Desfile hacia la amnesia

Dicen que desde que se fue, vinieron las hormigas.
Era una hilera negra que cosía la mirada a la tierra,
una cadena de eslabones vivos que ocultaba sus lacerantes fauces
erosionando el aliento de la fe
que silbaba
entre las cordilleras frágiles de la entereza.

Dibujaban una telaraña densa
que iba engrosando sus patas,
como una tormenta de arena oscura
que borrara perseverante las huellas de su partida.
Cualquier migaja desaparecía, devorada,
como lo era la memoria.

Empezaron colándose por las rendijas de la calma,
y poco a poco,
fueron cubriendo la piel del desvelo, mientras inundaban
del olvido su garganta, que dejó de pronunciar su nombre
para rendirse a una afonía de desierto.

Solo quedaron los huesos de la nostalgia
sembrados por el suelo, y una fotografía, a modo de epitafio,
que había sido arrastrada hasta el fondo del hormiguero.
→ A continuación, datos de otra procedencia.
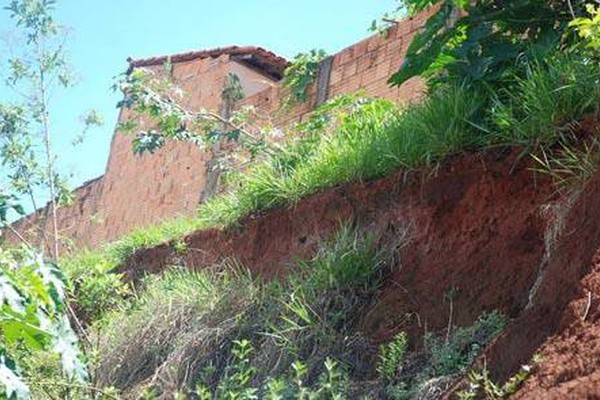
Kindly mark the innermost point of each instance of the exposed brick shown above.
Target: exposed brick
(137, 191)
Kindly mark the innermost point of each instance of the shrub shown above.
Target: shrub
(549, 101)
(188, 327)
(391, 356)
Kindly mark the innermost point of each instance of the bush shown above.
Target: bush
(189, 327)
(391, 356)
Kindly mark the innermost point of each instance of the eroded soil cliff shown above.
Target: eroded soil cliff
(483, 227)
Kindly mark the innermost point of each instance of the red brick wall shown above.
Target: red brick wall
(79, 224)
(138, 191)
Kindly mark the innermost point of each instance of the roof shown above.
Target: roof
(265, 61)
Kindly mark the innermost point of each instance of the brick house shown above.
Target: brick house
(138, 191)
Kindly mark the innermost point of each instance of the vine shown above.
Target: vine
(301, 74)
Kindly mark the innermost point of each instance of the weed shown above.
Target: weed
(391, 356)
(482, 386)
(570, 167)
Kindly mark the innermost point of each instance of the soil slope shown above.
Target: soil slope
(483, 227)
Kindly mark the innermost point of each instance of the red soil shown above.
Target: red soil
(476, 227)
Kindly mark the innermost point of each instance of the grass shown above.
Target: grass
(221, 333)
(353, 139)
(182, 329)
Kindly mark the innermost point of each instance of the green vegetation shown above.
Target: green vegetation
(484, 43)
(442, 356)
(481, 385)
(495, 81)
(376, 138)
(213, 327)
(301, 74)
(391, 356)
(352, 138)
(33, 319)
(220, 333)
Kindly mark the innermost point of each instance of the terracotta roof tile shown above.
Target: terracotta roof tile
(258, 57)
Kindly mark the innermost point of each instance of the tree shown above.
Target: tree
(154, 95)
(483, 42)
(37, 68)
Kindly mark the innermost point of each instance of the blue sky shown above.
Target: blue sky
(106, 32)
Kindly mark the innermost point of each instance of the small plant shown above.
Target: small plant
(569, 167)
(453, 354)
(482, 386)
(33, 318)
(588, 27)
(301, 73)
(391, 356)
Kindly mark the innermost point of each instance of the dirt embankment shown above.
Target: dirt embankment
(483, 228)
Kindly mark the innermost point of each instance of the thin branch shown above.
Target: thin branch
(76, 386)
(571, 9)
(19, 236)
(587, 307)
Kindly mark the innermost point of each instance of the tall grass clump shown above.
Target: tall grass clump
(351, 138)
(549, 102)
(377, 138)
(185, 328)
(372, 140)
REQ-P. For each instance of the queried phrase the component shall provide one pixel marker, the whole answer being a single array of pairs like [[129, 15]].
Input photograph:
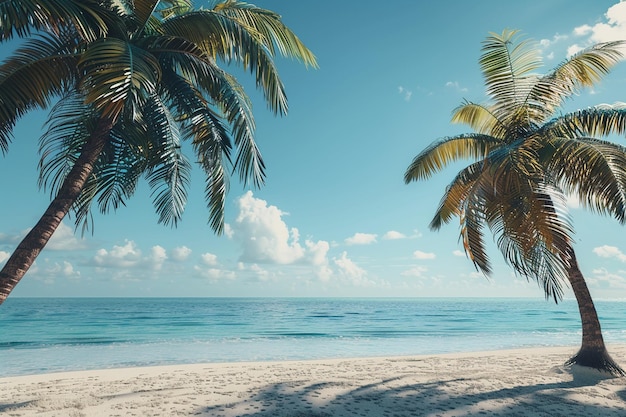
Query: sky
[[334, 218]]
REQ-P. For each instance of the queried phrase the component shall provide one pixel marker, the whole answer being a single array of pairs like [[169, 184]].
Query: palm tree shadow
[[393, 398]]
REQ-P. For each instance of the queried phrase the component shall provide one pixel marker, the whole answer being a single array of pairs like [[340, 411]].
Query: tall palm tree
[[527, 159], [133, 81]]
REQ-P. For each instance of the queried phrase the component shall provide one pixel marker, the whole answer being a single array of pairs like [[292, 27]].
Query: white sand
[[528, 382]]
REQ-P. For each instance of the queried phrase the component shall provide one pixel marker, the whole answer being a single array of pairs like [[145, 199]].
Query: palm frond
[[456, 194], [25, 17], [69, 124], [228, 40], [506, 63], [37, 72], [441, 153], [595, 171], [169, 169], [584, 69], [117, 71], [274, 34]]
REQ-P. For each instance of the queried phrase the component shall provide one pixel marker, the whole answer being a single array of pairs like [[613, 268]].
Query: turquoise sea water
[[40, 335]]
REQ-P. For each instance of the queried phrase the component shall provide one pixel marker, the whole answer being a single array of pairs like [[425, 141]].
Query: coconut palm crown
[[132, 80], [526, 159]]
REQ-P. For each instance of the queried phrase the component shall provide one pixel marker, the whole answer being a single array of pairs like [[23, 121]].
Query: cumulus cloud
[[215, 274], [130, 256], [349, 269], [613, 28], [266, 238], [393, 235], [209, 259], [124, 256], [418, 254], [415, 272], [361, 239], [607, 251], [181, 253], [603, 278], [65, 269]]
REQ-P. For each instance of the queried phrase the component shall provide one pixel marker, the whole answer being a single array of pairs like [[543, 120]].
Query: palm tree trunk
[[29, 248], [592, 352]]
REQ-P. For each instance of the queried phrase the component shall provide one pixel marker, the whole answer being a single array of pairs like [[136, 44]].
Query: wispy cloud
[[418, 254], [607, 251], [393, 235], [456, 86], [361, 239], [613, 28]]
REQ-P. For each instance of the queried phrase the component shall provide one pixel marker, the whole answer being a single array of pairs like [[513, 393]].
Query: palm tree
[[527, 159], [133, 81]]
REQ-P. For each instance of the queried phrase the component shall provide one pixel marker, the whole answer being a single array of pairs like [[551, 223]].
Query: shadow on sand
[[452, 397]]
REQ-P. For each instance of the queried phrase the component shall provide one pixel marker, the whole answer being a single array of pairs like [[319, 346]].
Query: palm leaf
[[447, 150], [117, 71], [31, 77]]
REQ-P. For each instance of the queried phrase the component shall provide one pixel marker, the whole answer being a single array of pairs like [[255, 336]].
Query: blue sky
[[335, 217]]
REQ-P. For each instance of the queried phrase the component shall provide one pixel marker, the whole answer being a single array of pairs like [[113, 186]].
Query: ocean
[[41, 335]]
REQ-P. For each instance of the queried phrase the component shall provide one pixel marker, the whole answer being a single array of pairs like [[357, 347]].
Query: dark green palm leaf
[[24, 17], [43, 68], [116, 71], [447, 150], [169, 169]]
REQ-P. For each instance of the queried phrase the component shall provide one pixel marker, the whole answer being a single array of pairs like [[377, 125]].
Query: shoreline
[[520, 382]]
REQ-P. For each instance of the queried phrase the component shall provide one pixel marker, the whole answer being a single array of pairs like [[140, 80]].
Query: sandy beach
[[526, 382]]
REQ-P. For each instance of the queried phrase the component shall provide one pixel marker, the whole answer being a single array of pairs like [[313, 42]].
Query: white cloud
[[405, 93], [130, 256], [350, 270], [181, 253], [120, 256], [266, 238], [603, 278], [456, 86], [415, 272], [158, 256], [361, 239], [418, 254], [393, 235], [263, 234], [209, 259], [228, 231], [215, 274], [614, 28], [607, 251]]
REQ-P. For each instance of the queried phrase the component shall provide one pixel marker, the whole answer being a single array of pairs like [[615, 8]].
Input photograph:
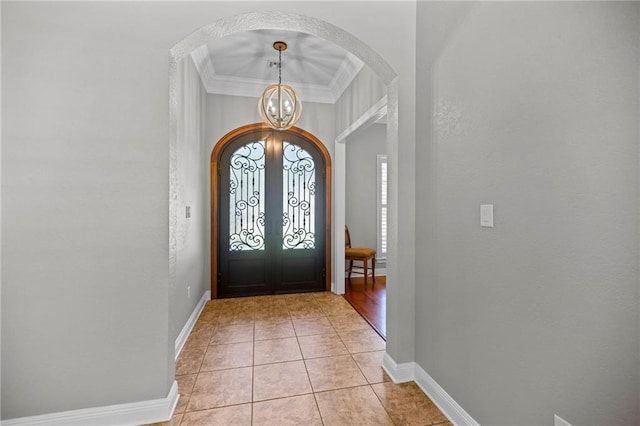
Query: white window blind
[[382, 207]]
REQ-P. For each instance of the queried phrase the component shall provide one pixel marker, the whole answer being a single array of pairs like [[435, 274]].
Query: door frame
[[215, 165]]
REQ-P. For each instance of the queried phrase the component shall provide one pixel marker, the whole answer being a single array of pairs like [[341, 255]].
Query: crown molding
[[238, 86]]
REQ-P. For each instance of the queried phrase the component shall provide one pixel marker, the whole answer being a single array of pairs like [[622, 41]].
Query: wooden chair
[[360, 254]]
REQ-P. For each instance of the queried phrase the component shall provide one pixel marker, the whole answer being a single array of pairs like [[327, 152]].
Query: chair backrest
[[347, 237]]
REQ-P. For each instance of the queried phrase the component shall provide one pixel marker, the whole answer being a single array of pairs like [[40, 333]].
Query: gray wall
[[532, 107], [85, 166], [362, 149], [191, 282]]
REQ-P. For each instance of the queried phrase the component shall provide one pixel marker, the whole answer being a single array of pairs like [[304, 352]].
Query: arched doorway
[[270, 213], [397, 336]]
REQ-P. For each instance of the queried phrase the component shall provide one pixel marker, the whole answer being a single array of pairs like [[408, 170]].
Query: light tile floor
[[299, 359]]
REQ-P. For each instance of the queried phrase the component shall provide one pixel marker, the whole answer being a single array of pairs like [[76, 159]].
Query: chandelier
[[279, 105]]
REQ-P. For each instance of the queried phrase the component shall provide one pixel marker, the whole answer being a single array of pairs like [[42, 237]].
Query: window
[[382, 207]]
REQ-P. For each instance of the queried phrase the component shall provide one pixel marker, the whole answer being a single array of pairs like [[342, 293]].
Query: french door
[[271, 212]]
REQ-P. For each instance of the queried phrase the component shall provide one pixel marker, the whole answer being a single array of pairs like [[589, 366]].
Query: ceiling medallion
[[279, 105]]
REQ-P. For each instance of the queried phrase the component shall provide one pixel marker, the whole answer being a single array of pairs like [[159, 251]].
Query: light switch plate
[[486, 215], [559, 421]]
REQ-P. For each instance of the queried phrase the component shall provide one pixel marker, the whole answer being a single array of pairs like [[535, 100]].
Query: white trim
[[186, 330], [410, 371], [145, 412], [373, 114], [449, 407], [348, 70], [399, 373], [253, 87], [380, 272], [381, 163]]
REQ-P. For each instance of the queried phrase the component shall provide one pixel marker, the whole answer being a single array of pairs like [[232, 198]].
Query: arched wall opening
[[331, 33]]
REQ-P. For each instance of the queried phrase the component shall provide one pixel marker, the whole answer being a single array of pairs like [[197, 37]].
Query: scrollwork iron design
[[246, 197], [299, 188]]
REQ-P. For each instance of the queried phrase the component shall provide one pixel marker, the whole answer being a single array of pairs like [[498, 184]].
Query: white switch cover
[[486, 215], [559, 421]]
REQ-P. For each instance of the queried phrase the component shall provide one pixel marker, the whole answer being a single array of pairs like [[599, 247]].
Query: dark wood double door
[[271, 213]]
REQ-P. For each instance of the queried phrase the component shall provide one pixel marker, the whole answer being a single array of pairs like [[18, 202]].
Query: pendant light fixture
[[279, 106]]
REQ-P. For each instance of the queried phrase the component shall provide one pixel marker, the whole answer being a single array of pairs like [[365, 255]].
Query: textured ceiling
[[238, 65]]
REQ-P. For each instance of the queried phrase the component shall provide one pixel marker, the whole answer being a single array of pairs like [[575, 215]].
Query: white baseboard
[[380, 272], [137, 413], [186, 330], [399, 373], [410, 371]]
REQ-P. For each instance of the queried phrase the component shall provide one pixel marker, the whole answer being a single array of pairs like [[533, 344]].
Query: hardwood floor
[[369, 302]]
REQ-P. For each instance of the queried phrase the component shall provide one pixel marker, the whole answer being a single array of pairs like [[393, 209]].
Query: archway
[[331, 33]]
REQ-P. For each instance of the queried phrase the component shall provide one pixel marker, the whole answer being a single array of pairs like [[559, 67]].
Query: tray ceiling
[[239, 65]]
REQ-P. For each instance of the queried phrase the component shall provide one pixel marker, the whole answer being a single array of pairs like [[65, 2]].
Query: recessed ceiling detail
[[239, 65]]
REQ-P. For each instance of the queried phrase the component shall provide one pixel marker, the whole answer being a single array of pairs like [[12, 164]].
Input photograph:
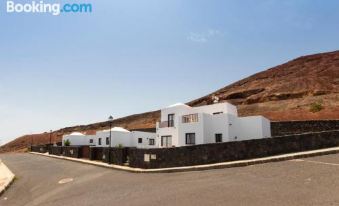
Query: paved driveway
[[312, 181]]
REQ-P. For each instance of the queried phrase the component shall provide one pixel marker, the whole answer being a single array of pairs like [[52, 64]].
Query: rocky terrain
[[306, 88]]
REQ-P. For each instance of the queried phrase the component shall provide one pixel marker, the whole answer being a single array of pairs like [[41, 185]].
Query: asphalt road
[[311, 181]]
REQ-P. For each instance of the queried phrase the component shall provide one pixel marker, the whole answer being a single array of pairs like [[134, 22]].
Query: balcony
[[166, 124], [190, 118]]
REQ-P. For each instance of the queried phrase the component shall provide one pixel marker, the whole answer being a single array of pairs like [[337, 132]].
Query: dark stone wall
[[231, 151], [85, 152], [72, 151], [95, 153], [56, 150], [39, 148], [118, 156], [299, 127]]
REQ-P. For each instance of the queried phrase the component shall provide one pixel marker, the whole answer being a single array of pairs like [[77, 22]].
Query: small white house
[[79, 139], [125, 138], [182, 125]]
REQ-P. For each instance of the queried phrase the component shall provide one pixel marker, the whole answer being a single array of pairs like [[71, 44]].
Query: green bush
[[316, 107], [67, 143]]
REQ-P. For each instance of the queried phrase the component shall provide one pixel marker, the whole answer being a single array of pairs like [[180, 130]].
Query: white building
[[119, 137], [78, 139], [182, 125]]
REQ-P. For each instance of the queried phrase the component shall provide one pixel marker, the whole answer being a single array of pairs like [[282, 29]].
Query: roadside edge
[[239, 163], [6, 175]]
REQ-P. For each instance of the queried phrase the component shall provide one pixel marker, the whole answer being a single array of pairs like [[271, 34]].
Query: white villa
[[182, 125], [120, 136]]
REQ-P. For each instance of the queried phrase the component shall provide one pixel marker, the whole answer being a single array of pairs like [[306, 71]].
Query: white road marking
[[315, 162], [66, 180]]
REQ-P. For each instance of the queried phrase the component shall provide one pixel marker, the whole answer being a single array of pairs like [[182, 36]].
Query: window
[[151, 142], [166, 141], [190, 118], [218, 137], [170, 120], [190, 138]]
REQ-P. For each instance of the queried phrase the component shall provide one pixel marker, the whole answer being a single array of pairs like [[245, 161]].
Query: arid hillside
[[302, 89]]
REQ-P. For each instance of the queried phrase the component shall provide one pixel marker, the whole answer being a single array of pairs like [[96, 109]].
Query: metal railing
[[166, 124]]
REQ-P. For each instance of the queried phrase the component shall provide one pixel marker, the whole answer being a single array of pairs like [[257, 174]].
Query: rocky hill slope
[[302, 89]]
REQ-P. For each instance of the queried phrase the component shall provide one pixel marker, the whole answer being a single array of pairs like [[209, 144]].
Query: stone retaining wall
[[230, 151], [299, 127]]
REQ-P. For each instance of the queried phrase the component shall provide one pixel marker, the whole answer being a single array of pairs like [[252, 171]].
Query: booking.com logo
[[42, 7]]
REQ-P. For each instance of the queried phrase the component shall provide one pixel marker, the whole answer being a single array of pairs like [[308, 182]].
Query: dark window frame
[[190, 138], [151, 141], [170, 120], [168, 141]]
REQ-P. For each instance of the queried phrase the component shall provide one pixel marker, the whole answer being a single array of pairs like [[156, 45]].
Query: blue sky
[[129, 56]]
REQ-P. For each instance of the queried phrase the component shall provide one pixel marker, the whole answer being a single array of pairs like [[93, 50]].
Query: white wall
[[252, 127], [118, 138], [225, 108], [216, 124], [78, 140], [145, 136]]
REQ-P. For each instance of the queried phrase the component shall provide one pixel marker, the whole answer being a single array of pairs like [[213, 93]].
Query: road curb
[[240, 163], [7, 176]]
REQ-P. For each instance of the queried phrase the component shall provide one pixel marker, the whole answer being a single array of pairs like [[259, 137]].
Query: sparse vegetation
[[316, 107], [67, 143]]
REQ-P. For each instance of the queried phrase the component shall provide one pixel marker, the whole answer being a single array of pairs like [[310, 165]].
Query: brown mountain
[[302, 89]]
Extrañamente, permaneció un círculo inmaculado
que parecía repeler las patas del mudo ejército.
Por alguna razón, el lugar donde se despidió era tan blanco
como la cicatriz de una estrella muerta.

Dicen que desde que se fue, vinieron las hormigas.
Hoy, han desaparecido, y en lugar de su rencor,
reina un olor a insecticida
que cubre invisible los mordiscos de la ausencia.

Adentro,
sigue una hormiga instalada,
rumiando feroz sus venas,
infectadas
por un beso de miel homicida, maná
para una plaga que exhumara los demonios del recuerdo.